Interacting with a cloud compute service

A cloud service provides mechanisms to manage the set of VMs instantiated on hardware resources. Each VM instance, while it’s running, exposes its own bare-metal compute service to which standard jobs can be submitted. As a result, one never submits a job directly to a cloud service.

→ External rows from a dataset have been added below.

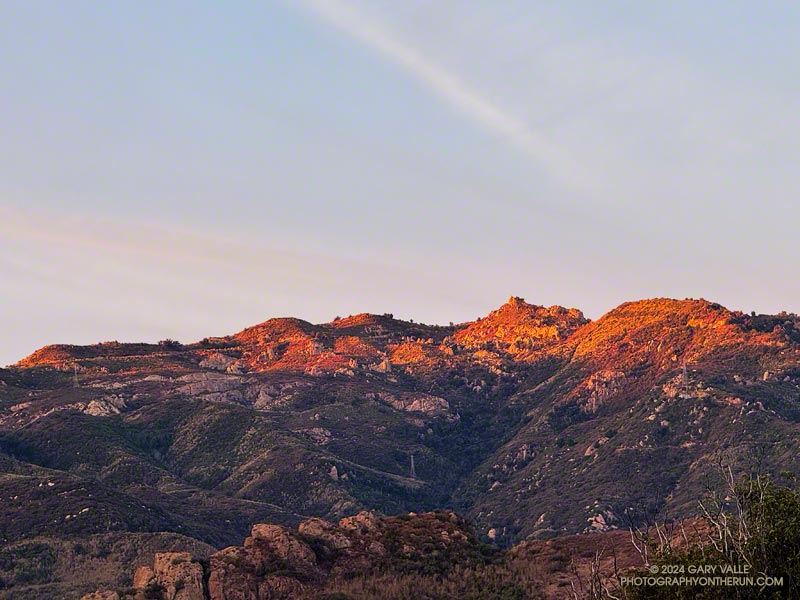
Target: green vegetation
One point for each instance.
(755, 529)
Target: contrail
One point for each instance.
(448, 86)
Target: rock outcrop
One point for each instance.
(276, 563)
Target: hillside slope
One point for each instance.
(532, 421)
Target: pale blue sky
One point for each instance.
(183, 169)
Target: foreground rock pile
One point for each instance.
(276, 562)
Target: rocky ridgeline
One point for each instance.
(276, 562)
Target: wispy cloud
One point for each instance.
(447, 84)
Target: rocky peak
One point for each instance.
(520, 327)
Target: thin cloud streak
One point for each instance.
(469, 101)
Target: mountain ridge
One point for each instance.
(531, 421)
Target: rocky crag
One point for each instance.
(533, 422)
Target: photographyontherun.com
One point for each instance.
(702, 576)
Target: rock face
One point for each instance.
(532, 419)
(276, 563)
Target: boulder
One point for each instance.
(325, 531)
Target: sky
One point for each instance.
(185, 169)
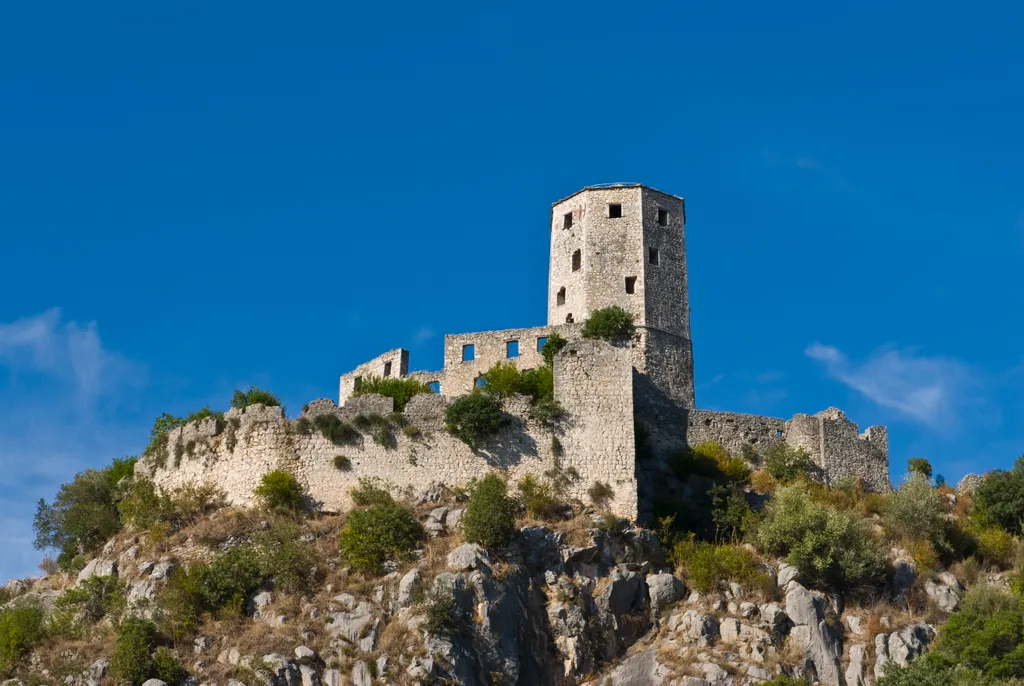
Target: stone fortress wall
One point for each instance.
(619, 245)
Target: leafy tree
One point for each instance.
(281, 489)
(473, 418)
(489, 516)
(401, 390)
(84, 514)
(609, 324)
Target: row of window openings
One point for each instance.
(615, 212)
(653, 257)
(631, 288)
(511, 349)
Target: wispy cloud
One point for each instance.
(931, 390)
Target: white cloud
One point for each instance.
(933, 391)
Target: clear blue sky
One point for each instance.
(197, 197)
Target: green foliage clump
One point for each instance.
(920, 466)
(999, 499)
(473, 418)
(279, 488)
(706, 566)
(377, 534)
(830, 547)
(401, 390)
(786, 463)
(609, 324)
(489, 516)
(339, 433)
(551, 347)
(84, 514)
(242, 399)
(22, 627)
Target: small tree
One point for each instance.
(489, 517)
(609, 324)
(473, 418)
(281, 489)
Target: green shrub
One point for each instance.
(22, 627)
(999, 499)
(551, 347)
(707, 566)
(336, 431)
(84, 514)
(786, 463)
(473, 418)
(281, 489)
(609, 324)
(920, 466)
(489, 516)
(378, 534)
(242, 399)
(600, 494)
(401, 390)
(828, 546)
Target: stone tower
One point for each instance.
(625, 245)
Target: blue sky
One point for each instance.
(198, 197)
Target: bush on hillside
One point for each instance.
(22, 627)
(281, 489)
(999, 499)
(609, 324)
(489, 516)
(401, 390)
(551, 347)
(474, 418)
(380, 533)
(243, 399)
(786, 463)
(84, 514)
(828, 546)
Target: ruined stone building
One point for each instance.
(620, 245)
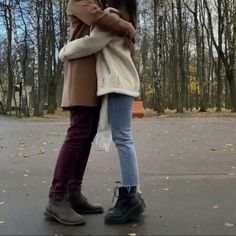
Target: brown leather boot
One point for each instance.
(61, 211)
(82, 206)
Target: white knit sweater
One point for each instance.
(116, 72)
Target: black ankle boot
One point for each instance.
(82, 206)
(129, 206)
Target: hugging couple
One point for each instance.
(100, 84)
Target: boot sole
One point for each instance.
(51, 216)
(131, 215)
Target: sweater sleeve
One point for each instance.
(91, 14)
(86, 46)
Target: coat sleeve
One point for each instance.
(91, 14)
(86, 46)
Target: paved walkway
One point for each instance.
(188, 168)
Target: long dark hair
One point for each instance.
(128, 11)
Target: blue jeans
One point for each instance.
(120, 117)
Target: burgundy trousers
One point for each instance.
(74, 154)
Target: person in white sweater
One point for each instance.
(118, 84)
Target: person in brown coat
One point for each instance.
(66, 202)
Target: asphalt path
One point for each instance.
(187, 167)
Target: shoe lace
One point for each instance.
(116, 191)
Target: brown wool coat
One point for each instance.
(80, 80)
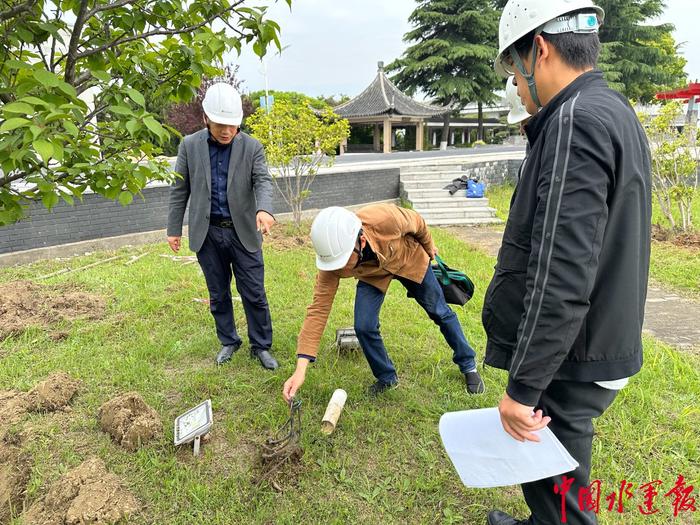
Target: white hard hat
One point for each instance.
(334, 236)
(517, 113)
(520, 17)
(222, 104)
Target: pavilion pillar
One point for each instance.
(387, 135)
(419, 136)
(377, 144)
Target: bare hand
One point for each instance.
(292, 385)
(519, 421)
(264, 222)
(174, 243)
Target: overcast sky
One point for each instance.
(333, 46)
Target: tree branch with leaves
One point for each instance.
(73, 74)
(298, 142)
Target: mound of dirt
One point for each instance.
(685, 240)
(24, 304)
(86, 494)
(54, 393)
(13, 404)
(15, 469)
(130, 421)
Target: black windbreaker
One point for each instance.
(567, 298)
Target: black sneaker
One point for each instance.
(379, 387)
(475, 385)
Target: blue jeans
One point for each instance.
(368, 303)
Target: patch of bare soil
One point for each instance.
(24, 304)
(130, 421)
(54, 393)
(684, 240)
(15, 469)
(13, 405)
(86, 494)
(287, 239)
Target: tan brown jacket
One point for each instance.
(402, 242)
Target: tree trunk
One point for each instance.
(480, 118)
(445, 132)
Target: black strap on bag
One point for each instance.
(457, 287)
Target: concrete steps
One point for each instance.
(422, 187)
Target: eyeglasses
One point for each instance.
(507, 64)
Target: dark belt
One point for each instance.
(221, 222)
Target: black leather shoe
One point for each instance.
(475, 385)
(496, 517)
(226, 353)
(267, 360)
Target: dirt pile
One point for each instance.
(130, 421)
(13, 405)
(15, 469)
(86, 494)
(24, 304)
(685, 240)
(54, 393)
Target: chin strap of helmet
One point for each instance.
(530, 77)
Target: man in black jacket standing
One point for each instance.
(564, 311)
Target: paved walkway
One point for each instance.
(669, 317)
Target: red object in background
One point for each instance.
(693, 90)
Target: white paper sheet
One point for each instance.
(486, 456)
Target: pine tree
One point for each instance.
(454, 43)
(639, 58)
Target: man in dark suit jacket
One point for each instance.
(225, 178)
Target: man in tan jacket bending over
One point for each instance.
(380, 243)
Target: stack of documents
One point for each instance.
(486, 456)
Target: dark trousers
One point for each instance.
(572, 406)
(368, 303)
(221, 256)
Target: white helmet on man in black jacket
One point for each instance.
(522, 17)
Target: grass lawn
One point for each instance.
(384, 463)
(676, 267)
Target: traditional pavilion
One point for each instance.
(688, 93)
(383, 104)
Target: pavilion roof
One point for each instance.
(382, 97)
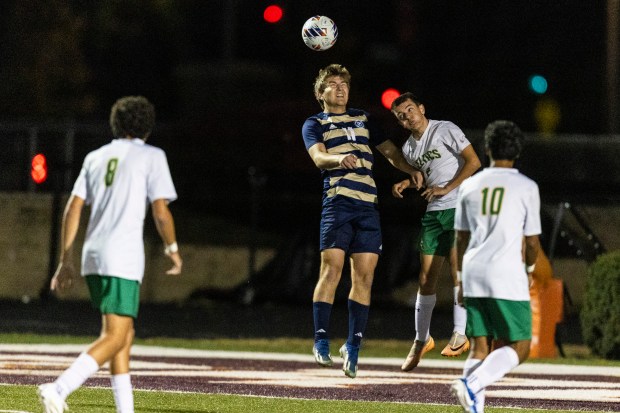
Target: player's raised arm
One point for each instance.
(164, 222)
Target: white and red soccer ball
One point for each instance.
(319, 33)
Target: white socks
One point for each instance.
(423, 312)
(497, 364)
(82, 368)
(460, 314)
(123, 394)
(469, 367)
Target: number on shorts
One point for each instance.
(109, 176)
(493, 205)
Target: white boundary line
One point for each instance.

It is possible to create, shutdown, start, suspend, and resume VMs (see a complete list of functions available in the wrench::CloudComputeService API documentation). The figure below shows the state transition diagram of a VM instance:

../_images/wrench-guide-cloud-state-diagram.png

Here is an example interaction with a wrench::CloudComputeService:

std:shared_ptr<wrench::CloudComputeService> some_cloud_cs;

// Create a VM with 2 cores and 1 GiB of RAM, which could fail if
// not enough resources are available
auto vm1_name = some_cloud_cs->createVM(2, pow(2,30));

// Create a VM with 4 cores and 2 GiB of RAM, which could fail if
// not enough resources are available
auto vm2_name = some_cloud_cs->createVM(4, pow(2,31));

// Start both VMs and keep track of their associated bare-metal compute services
auto vm1_cs = some_cloud_cs->startVM(vm1_name);
auto vm2_cs = some_cloud_cs->startVM(vm2_name);

// Create a job manager
auto job_manager = this->createJobManager();

// Create a job
auto job = job_manager->createStandardJob({... some tasks ...});

// Submit the job to the 1st VM (i.e., to its bare-metal compute service)
job_manager->submitJob(job, vm1_cs);

// Sleep for 10 seconds
Simulation::sleep(10);

// Suspend the 1st VM
some_cloud_cs->suspendVM(vm1_name);
// Sleep for 10 seconds
Simulation::sleep(10);

// Resume the 1st VM
some_cloud_cs->resumeVM(vm1_name);
// Wait for and process the next event (should be a standard job completion or failure)
this->waitForAndProcessNextEvent();

// Shutdown both VMs
some_cloud_cs->shutdownVM(vm1_name);
some_cloud_cs->shutdownVM(vm2_name);

// Destroy both VMs, which releases resources
some_cloud_cs->destroyVM(vm1_name);
some_cloud_cs->destroyVM(vm2_name);

Note that the cloud service will decide on which physical resources VM instances should be created. The underlying physical resources are completely hidden by the cloud service abstraction. If you want more control over how the physical resources are used you likely need a virtualized cluster services.

See the execution controller implementation in examples/workflow_api/basic-examples/cloud-bag-of-tasks/TwoTasksAtATimeCloudWMS.cpp for a more complete example.